THE DAIN CURSE by Dashiell Hammett

“But nothing,” I said. “You’re old enough to know that everybody except very crazy people and very stupid people suspect themselves now and then–or whenever they happen to think about it–of not being exactly sane. Evidence of goofiness is easily found: the more you dig into yourself, the more you turn up. Nobody’s mind could stand the sort of examination you’ve been giving yours. Going around trying to prove yourself cuckoo! It’s a wonder you haven’t driven yourself nuts.”

“Perhaps I have.”

“No. Take my word for it, you’re sane. Or don’t take my word for it. Look. You got a hell of a start in life. You got into bad hands at the very beginning. Your step-mother was plain poison, and did her best to ruin you, and in the end succeeded in convincing you that you were smeared with a very special family curse. In the past couple of months–the time I’ve known you–all the calamities known to man have been piled up on you, and your belief in your curse has made you hold yourself responsible for every item in the pile.
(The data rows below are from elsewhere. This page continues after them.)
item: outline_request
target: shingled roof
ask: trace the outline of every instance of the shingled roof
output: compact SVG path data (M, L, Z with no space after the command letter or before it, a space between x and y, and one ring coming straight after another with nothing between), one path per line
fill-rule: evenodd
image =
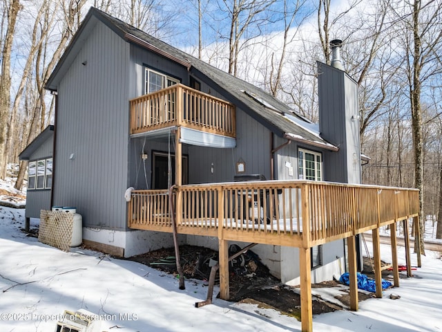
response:
M147 48L186 66L195 77L215 86L229 102L278 136L332 151L338 150L336 147L320 137L316 125L269 93L94 8L89 10L79 31L52 73L46 84L46 89L57 89L57 81L60 79L59 74L66 70L66 68L62 69L64 64L68 63L69 59L75 57L70 53L77 43L82 42L83 39L79 36L84 30L93 28L95 24L88 27L87 24L93 19L99 20L128 42ZM56 78L57 77L58 79Z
All right. How’s it affected you? You’ve been dazed a lot of the time, hysterical part of the time, and when your husband was killed you tried to kill yourself, but weren’t unbalanced enough to face the shock of the bullet tearing through your flesh.

“Well, good God, sister! I’m only a hired man with only a hired man’s interest in your troubles, and some of them have had me groggy. Didn’t I try to bite a ghost back in that Temple? And I’m supposed to be old and toughened to crime. This morning–after all you’d been through–somebody touches off a package of nitroglycerine almost beside your bed. Here you are this evening, up and dressed, arguing with me about your sanity.
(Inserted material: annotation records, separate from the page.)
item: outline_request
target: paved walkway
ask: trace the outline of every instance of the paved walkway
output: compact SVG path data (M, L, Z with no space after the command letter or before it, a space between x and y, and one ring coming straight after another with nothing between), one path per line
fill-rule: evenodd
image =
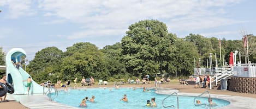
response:
M45 95L8 95L7 97L8 99L20 101L22 105L31 109L79 109L56 101L51 101Z
M168 85L169 86L169 85ZM105 87L103 86L103 87ZM156 93L159 94L170 94L173 92L177 92L179 95L189 95L189 96L197 96L199 95L202 93L202 89L194 89L190 86L179 86L178 89L174 89L174 88L170 88L169 87L172 87L172 86L168 86L168 88L161 88L161 90L157 91ZM97 87L98 86L94 86L92 87ZM110 86L108 86L110 87ZM111 87L111 86L110 86ZM130 86L128 85L124 87L142 87L143 86ZM148 86L148 87L152 87L151 86ZM175 86L176 87L176 86ZM181 91L184 90L184 88L189 88L189 92L192 93L187 93L187 92L181 92ZM87 87L88 88L88 87ZM205 90L209 91L210 92L211 97L212 98L216 98L219 99L223 99L225 100L229 100L230 102L230 104L224 106L220 109L227 109L227 108L232 108L232 109L252 109L256 108L256 98L255 98L255 94L243 94L246 95L246 97L249 95L252 95L252 97L254 98L249 98L249 97L245 97L241 96L237 96L236 95L243 94L243 93L239 93L236 92L230 92L229 91L220 91L221 93L218 92L219 91L213 91L213 90ZM217 92L216 92L217 91ZM194 93L195 92L198 92L198 93ZM212 94L212 92L217 93L216 94ZM234 93L234 94L233 93ZM225 95L222 95L222 94L224 93ZM229 94L231 93L231 94ZM37 109L37 108L78 108L74 107L72 107L67 106L66 105L61 104L60 103L57 102L56 101L50 101L49 100L49 98L47 96L44 95L8 95L7 99L13 100L20 102L22 105L25 106L32 108L32 109Z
“If you aren’t normal, it’s because you’re tougher, saner, cooler than normal. Stop thinking about your Dain blood and think about the Mayenne blood in you. Where do you suppose you got your toughness. except from him? It’s the same toughness that carried him through Devil’s Island, Central America, and Mexico, and kept him standing up till the end. You’re more like him than like the one Dain I saw. Physically, you take after your father, and if you’ve got any physical marks of degeneracy–whatever that means–you got them from him.”

She seemed to like that. Her eyes were almost happy. But I had talked myself out of words for the moment, and while I was hunting for more behind a cigarette the shine went out of her eyes.

“I’m glad–I’m grateful to you for what you’ve said, if you’ve meant it.” Hopelessness was in her tone again, and her face was back between her hands. “But, whatever I am, she was right. You can’t say she wasn’t. You can’t deny that my life has been cursed, blackened, and the lives of everyone who’s touched me.”

“I’m one answer to that,” I said. “I’ve been around you a lot recently, and I’ve mixed into your affairs enough, and nothing’s happened to me that a night’s sleep wouldn’t fix up.”

“But in a different way,” she protested slowly, wrinkling her forehead. “There’s no personal relationship with you. It’s professional with you– your work. That makes a difference.”

I laughed and said:

“That won’t do. There’s Fitzstephan. He knew your family, of course, but he was here through me, on my account, and was actually, then, a step further removed from you than I. Why shouldn’t I have gone down first? Maybe the bomb was meant for me? Maybe. But that brings us to a human mind behind it–one that can bungle–and not your infallible curse.”

“You are mistaken,” she said, staring at her knees. “Owen loved me.”

I decided not to appear surprised. I asked:

“Had you–?”

“No, please! Please don’t ask me to talk about it. Not now–after what happened this morning.” She jerked her shoulders up high and straight, said crisply: “You said something about an infallible curse. I don’t know whether you misunderstand me, or are pretending to, to make me seem foolish. But I don’t believe in an infallible curse, one coming from the devil or God, like Job’s, say.” She was earnest now, no longer talking to change the conversation. “But can’t there be–aren’t there people who are so thoroughly–fundamentally–evil that they poison–bring out the worst in–everybody they touch? And can’t that–?”